Sysdig's Threat Research Team (TRT) reports first in-the-wild exploitation on June 25, 2026 — twelve days before CISA's KEV addition. Per Sysdig's write-up, the same operator combined CVE-2026-55255 with CVE-2026-33017, an unauthenticated RCE in Langflow's public flow-build endpoint (CVSS 9.3, disclosed March 17, 2026), against a single Langflow instance in the same week. The goal Sysdig ties to the campaign: code execution and second-stage implant delivery — loader/dropper-class payload, not smash-and-grab data theft.

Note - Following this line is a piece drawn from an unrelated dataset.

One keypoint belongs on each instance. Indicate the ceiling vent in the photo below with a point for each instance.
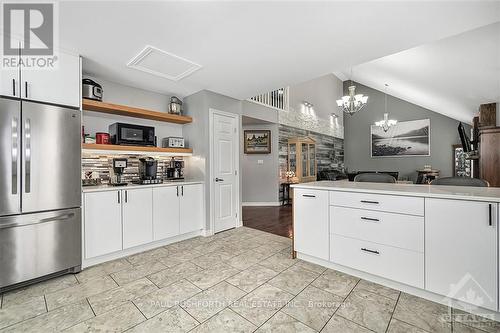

No public IOCs, YARA rules, or Sigma rules have been published by Sysdig, CISA, or the Langflow project as of this writing. If detection artefacts land, we will update.

Action checklist

  1. Upgrade Langflow to 1.9.2 or later on every production and non-production instance. Pin the minimum in your dependency manifest — a next-image rebuild can silently downgrade.
  2. Pull Langflow off the public internet. Sit it behind a VPN or authenticated reverse proxy. Self-service AI tooling has no business listening on a public port; that assumption is what makes campaigns like this cheap.
  3. Rotate the credentials referenced by flows. Any LLM API key, database credential, or storage token wired into a flow on a pre-1.9.2 instance must be treated as leaked. Rotate in this order: cloud provider IAM tokens, database DSNs, third-party API keys.
  4. Audit flow execution logs back to at least June 25 (Sysdig's first-observed date). Look for executions where the calling user does not own the resolved flow — those are the primitive in action. If your build predates the audit logging Langflow added post-1.8, treat this as a strong nudge to upgrade twice.
  5. Assume CVE-2026-33017 chaining. If you are on any pre-1.9.2 build, you are also in scope for the unauth RCE. Both are patched by the same upgrade; do not stop at "we're not internet-exposed."

Context

This is the third Langflow CVE to land on the CISA (or VulnCheck) KEV catalog inside seven months. CVE-2025-34291 — a CORS-to-RCE chain — hit CISA KEV on May 21, 2026. CVE-2026-5027 — a path-traversal-to-RCE — hit VulnCheck's KEV on June 8. CVE-2026-55255 lands on CISA KEV on July 7. The through-line: Langflow's authorisation model was written for a single-tenant lab and shipped to a public-internet multi-tenant reality, and each patch closes one door without touching the presumption behind the others.

What other outlets missed

Most coverage frames CVE-2026-55255 as a "critical CVSS 9.9" story and stops there — but as Sysdig's post title argues, headline CVSS isn't a reliable predictor of what gets exploited. The Langflow pair Sysdig observed is instructive: attackers preferred an authenticated IDOR (which requires a foothold) over strictly higher-scored unauthenticated bugs elsewhere because the exposed Langflow instances already carried the trust boundary the attackers wanted to cross. If your triage skips authenticated bugs on internet-facing dev tooling, this is the case study for revising that heuristic.